= Melissa Ferguson =

American psychology professor

Melissa J. Ferguson is an American professor of psychology and was a Senior Associate Dean of Social Sciences at Cornell University before becoming a professor at Yale University in 2020. She is known for her work on how people form and evolve their interpretations of social events, and how people recognize and evaluate information like fake news. Ferguson's research shows that information consumers can avoid misinformation by focusing on the quality of its source.

University of Chicago postdoctoral researcher Stav Atir authored a 2018 study with Ferguson that was published in Proceedings of the National Academy of Sciences of the United States of America. The study examined the tendency for people to refer to male professionals by their last names far more often than female professionals.
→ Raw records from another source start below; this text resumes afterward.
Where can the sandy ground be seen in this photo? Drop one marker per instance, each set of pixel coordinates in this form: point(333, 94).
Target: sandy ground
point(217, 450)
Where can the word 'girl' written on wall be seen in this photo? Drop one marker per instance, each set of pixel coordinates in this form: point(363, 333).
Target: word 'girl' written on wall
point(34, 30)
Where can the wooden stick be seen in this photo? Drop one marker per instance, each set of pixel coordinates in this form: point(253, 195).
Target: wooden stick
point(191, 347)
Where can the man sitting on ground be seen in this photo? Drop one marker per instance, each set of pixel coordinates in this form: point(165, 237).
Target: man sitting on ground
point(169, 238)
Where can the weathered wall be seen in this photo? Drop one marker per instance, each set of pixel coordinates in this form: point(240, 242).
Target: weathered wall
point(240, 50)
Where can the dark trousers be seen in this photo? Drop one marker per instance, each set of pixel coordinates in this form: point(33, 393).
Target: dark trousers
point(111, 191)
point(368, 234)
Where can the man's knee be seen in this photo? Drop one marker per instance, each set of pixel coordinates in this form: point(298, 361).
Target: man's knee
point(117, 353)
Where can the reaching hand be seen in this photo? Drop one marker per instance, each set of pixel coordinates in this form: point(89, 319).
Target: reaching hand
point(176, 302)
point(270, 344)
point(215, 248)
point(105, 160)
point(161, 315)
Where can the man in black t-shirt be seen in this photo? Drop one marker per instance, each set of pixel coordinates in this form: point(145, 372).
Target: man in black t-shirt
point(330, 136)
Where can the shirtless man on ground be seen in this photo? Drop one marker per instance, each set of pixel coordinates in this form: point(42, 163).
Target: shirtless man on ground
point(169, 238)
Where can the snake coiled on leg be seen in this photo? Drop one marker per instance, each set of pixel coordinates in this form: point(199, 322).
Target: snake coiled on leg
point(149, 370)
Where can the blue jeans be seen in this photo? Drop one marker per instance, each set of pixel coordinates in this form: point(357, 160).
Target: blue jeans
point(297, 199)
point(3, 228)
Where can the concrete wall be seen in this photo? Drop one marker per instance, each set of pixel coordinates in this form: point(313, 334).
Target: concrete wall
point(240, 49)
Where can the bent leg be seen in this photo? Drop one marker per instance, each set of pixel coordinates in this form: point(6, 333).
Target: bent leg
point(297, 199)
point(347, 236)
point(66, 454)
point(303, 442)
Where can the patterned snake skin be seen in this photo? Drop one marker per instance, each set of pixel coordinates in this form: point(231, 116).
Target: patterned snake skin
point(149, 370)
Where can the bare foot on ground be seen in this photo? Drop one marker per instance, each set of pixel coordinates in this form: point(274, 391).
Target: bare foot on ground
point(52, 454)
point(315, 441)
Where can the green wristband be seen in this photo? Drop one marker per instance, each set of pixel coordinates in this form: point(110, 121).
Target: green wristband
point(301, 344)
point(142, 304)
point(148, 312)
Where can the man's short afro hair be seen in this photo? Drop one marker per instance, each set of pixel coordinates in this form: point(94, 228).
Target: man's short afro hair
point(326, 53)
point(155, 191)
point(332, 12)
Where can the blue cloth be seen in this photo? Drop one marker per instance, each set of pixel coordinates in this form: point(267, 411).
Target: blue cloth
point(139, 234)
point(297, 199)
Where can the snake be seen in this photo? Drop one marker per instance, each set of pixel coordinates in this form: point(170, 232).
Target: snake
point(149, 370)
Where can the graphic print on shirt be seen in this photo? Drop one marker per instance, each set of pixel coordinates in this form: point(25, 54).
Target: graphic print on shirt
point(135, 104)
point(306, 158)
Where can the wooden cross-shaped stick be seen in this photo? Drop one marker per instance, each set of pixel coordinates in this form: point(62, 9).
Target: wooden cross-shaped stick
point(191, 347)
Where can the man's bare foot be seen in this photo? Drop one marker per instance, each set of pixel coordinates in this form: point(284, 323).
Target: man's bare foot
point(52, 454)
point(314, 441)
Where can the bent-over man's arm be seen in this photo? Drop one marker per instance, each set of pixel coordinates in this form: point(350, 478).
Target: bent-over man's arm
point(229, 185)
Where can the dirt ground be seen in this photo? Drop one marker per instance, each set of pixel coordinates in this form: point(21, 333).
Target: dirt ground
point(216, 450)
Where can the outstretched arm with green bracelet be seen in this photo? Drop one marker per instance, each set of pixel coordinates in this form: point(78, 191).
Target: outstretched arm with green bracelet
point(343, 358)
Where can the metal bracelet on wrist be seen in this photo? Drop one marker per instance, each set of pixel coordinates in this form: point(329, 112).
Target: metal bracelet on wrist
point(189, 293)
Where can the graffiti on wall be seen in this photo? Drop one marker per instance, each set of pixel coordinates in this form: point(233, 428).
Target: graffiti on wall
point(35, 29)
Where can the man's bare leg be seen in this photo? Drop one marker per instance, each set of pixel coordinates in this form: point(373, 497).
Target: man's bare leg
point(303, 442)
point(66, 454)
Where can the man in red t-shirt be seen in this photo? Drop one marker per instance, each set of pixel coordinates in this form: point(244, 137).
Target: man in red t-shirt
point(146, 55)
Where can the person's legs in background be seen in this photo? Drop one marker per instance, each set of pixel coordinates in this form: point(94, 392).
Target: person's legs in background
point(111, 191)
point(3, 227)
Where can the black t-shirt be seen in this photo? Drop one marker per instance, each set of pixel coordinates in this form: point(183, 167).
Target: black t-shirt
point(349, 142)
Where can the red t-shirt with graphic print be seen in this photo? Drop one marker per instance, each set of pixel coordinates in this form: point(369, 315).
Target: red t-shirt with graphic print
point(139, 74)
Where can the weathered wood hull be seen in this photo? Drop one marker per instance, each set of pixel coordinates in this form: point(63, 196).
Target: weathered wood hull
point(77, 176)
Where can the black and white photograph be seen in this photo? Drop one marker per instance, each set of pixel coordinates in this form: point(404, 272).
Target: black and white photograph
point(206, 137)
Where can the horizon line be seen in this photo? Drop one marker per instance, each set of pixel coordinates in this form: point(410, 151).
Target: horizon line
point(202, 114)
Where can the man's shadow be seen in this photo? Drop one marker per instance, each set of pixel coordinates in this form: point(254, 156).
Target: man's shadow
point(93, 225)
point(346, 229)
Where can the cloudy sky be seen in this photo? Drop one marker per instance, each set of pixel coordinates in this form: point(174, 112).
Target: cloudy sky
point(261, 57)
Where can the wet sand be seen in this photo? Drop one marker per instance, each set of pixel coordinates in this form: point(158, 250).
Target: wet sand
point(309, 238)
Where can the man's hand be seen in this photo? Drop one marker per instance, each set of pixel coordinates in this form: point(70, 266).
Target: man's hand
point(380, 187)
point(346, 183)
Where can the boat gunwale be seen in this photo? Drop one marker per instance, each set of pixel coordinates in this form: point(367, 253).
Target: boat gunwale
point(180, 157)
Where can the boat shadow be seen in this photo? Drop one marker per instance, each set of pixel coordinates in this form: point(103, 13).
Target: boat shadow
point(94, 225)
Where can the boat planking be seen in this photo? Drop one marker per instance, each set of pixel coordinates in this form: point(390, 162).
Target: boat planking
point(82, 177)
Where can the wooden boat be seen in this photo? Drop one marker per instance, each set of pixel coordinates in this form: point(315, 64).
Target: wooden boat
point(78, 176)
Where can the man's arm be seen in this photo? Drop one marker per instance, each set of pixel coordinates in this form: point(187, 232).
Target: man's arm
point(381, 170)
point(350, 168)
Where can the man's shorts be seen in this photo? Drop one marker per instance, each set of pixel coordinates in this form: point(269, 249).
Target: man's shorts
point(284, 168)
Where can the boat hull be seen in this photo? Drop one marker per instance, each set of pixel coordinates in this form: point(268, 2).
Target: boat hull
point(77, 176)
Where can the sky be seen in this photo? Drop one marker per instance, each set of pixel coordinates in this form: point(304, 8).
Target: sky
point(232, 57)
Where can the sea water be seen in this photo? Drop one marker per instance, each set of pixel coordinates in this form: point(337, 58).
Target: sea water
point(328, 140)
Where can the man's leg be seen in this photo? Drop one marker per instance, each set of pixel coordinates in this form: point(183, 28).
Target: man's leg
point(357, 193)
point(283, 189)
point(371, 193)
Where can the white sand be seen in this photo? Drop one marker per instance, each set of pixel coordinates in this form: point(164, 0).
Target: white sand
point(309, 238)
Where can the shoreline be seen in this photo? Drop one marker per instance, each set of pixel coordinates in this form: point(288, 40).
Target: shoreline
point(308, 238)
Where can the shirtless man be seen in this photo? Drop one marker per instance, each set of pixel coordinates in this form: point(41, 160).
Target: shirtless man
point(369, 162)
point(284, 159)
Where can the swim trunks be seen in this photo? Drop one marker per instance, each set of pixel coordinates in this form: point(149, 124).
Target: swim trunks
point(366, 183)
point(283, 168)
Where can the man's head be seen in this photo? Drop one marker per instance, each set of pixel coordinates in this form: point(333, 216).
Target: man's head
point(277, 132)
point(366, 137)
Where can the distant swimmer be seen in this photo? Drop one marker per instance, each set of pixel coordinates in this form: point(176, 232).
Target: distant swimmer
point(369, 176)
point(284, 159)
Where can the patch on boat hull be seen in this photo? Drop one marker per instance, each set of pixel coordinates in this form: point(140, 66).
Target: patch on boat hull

The research suggests that the practice of referring to a professional by only their last name confers greater authority and fame, thus placing women at a disadvantage.

Ferguson led the 2019 implementation of the Cornell Center for Social Sciences, a public policy organization, with Christopher Wildeman.

==Education==
- Ph.D. 2002 Psychology, New York University Major area: Social Psychology Concentration: Quantitative Psychology
- M.S. 1997 Psychology, The Pennsylvania State University
- B.A. 1994 Psychology, University of Vermont

==Selected publications==
- Bargh, John A. (2000). "Beyond behaviorism: On the automaticity of higher mental processes."
- Swim, Janet K. (2001). "Everyday Sexism: Evidence for Its Incidence, Nature, and Psychological Impact From Three Daily Diary Studies"
- Ferguson, Melissa J. (2004). "Liking Is for Doing: The Effects of Goal Pursuit on Automatic Evaluation."